In [None]:
import matplotlib.pyplot as plt
import pandas as pd

## User Input
Change the inputs below
- `csv_path`: The path to where `progress.csv` is stored

In [None]:
csv_path = "logs/masked_ppo_v5/progress.csv" 

## Plotting
Use the below graphs to see if training went well, can refer to notes on healthy behavior and warning signs

In [None]:
df = pd.read_csv(csv_path)
df.head()

#### Mean Episode Reward & Episode Length Over Time
✅ Healthy Behavior:
- Reward increases gradually and plateaus — suggests the agent is improving, then stabilizing.
- Episode Length may decrease (if the agent is becoming more efficient) or stabilize at a logical average — Dominion is variable-length, so some fluctuation is fine.

⚠️ Warning Signs:
- Flat reward near zero, agent isn’t learning.
- Reward spikes then crashes, unstable training or overfitting.
- Episode length increases dramatically, could mean indecision or repetitive loops (like invalid action loops).

In [None]:
plt.style.use("ggplot")
plt.figure(figsize=(14, 8))

# Plot episode reward and episode length
plt.subplot(2, 1, 1)
plt.plot(df["time/total_timesteps"], df["rollout/ep_rew_mean"], label="Mean Episode Reward")
plt.xlabel("Timesteps")
plt.ylabel("Reward")
plt.title("Mean Episode Reward Over Time")
plt.legend()

plt.subplot(2, 1, 2)
plt.plot(df["time/total_timesteps"], df["rollout/ep_len_mean"], label="Mean Episode Length", color="orange")
plt.xlabel("Timesteps")
plt.ylabel("Episode Length")
plt.title("Mean Episode Length Over Time")
plt.legend()

plt.tight_layout()
plt.show()


#### Value Function Loss Over Time
✅ Healthy Behavior:
- Value loss should decrease steadily and plateau at a low-ish level.
- Some fluctuation is normal, especially in more stochastic environments like ours.

⚠️ Warning Signs:
- Loss increasing or wildly oscillating, value function is unstable or diverging.
- Loss stuck high, value net can’t approximate expected returns, maybe due to bad rewards or sparse feedback.

In [None]:
plt.figure(figsize=(14, 8))

# Value function loss
plt.plot(df["time/total_timesteps"], df["train/value_loss"], label="Loss")

plt.xlabel("Timesteps")
plt.ylabel("Loss")
plt.title("Masked PPO Loss over time")
plt.legend()
plt.grid(True)
plt.tight_layout()
plt.show()


#### Policy Gradient Loss & Approximate KL Divergence
✅ Healthy Behavior:
- Policy gradient loss doesn’t need to hit zero — some up-and-down is fine.
- Approx KL should stay small and stable (PPO wants small policy changes).
- A good KL range is ~0.01–0.03. Too high could mean policy is changing too much per update.

⚠️ Warning Signs:
- KL → 0 and policy loss → 0 = policy is frozen or collapsed (can’t/won’t explore anymore).
- KL spikes and loss spikes = unstable or overreactive updates, may need lower learning_rate or smaller clip_range.

In [None]:
plt.figure(figsize=(14, 8))

# Policy gradient loss
plt.plot(df["time/total_timesteps"], df["train/policy_gradient_loss"], label="Policy Gradient Loss")
# Approximate KL divergence
plt.plot(df["time/total_timesteps"], df["train/approx_kl"], label="Approx.

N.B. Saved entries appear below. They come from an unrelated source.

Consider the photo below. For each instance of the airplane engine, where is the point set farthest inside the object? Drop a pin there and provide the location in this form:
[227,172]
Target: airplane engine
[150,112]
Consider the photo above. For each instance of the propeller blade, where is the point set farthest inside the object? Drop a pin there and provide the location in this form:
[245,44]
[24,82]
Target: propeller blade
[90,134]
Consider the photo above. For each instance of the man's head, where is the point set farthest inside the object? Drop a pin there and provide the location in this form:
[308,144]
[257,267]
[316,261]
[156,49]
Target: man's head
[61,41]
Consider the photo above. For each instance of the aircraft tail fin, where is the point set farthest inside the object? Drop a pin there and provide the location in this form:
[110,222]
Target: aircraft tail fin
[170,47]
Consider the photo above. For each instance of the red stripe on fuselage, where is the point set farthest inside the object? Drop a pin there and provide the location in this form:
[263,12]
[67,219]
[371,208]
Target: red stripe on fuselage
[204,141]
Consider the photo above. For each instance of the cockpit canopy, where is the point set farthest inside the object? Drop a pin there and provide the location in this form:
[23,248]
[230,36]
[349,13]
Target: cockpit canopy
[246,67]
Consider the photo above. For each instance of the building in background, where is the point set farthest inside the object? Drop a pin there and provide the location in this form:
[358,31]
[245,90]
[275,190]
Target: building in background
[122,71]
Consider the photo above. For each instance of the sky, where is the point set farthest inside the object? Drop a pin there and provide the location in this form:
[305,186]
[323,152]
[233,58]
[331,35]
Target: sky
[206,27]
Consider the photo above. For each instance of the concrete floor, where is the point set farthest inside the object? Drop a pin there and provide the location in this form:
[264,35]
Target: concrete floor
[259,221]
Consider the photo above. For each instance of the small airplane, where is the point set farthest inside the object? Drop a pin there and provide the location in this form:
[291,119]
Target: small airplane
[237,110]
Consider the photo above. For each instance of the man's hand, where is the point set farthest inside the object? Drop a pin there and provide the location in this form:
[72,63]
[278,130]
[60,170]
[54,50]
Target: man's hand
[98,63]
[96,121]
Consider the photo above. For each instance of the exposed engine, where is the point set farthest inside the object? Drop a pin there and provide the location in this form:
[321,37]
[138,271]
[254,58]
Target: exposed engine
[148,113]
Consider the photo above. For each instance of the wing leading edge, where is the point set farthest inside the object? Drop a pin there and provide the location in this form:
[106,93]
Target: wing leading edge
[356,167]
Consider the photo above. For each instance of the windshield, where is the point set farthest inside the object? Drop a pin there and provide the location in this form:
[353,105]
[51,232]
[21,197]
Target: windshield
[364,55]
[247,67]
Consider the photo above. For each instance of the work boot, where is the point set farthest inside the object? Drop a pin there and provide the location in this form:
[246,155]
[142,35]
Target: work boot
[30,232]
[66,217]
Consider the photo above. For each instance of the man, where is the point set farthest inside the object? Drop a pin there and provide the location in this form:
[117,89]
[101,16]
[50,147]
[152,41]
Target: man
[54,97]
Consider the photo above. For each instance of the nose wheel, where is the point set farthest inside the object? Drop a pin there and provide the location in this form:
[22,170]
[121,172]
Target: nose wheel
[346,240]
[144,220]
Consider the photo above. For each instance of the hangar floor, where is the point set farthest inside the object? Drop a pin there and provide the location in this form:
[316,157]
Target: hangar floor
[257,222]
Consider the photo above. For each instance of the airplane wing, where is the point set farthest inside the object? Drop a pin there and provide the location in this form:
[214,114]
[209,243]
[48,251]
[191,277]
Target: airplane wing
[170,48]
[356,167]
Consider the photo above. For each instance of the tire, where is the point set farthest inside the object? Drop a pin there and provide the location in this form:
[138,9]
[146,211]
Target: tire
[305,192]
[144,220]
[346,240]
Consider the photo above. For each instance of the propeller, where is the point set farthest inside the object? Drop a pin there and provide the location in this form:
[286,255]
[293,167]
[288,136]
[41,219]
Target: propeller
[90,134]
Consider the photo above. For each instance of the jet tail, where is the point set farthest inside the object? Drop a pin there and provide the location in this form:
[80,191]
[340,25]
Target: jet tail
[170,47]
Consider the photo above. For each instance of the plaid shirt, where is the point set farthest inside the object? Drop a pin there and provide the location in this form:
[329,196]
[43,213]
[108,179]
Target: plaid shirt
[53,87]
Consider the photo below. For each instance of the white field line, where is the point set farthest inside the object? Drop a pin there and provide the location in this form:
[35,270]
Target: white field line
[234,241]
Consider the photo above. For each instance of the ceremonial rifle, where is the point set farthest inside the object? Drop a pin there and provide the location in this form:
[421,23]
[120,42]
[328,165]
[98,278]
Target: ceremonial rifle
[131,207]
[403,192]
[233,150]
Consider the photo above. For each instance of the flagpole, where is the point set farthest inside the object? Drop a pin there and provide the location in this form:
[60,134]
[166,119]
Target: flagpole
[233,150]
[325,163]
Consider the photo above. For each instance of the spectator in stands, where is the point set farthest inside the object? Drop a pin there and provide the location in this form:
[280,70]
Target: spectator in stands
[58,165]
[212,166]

KL Divergence")

plt.xlabel("Timesteps")
plt.ylabel("Loss / KL Value")
plt.title("Policy Gradient Loss vs KL Divergence Over Time")
plt.legend()
plt.grid(True)
plt.tight_layout()
plt.show()

#### Entropy Loss Over Time
**Note** A value of -2 has more randomness than -0.1 because this is negative policy entropy

✅ Healthy Training Behavior
- Starts low (e.g., -2 to -4), agent is exploring actions randomly.
- Gradually increases toward 0 over time,  agent is becoming more confident, relying on learned policy.
- A smooth curve upward (entropy loss increasing slowly) is a sign of balanced learning 

⚠️ Warning Signs
- Sharp drop then flatlines to 0, policy collapsed too early
- Remains very low, still highly random
- Oscillations, unstable learning

In [None]:
# Entropy Loss
plt.plot(df["time/total_timesteps"], df["train/entropy_loss"], label="Entropy Loss")

plt.xlabel("Timesteps")
plt.ylabel("Entropy Loss")
plt.title("Entropy Loss Over Time")
plt.legend()
plt.grid(True)
plt.tight_layout()
plt.show()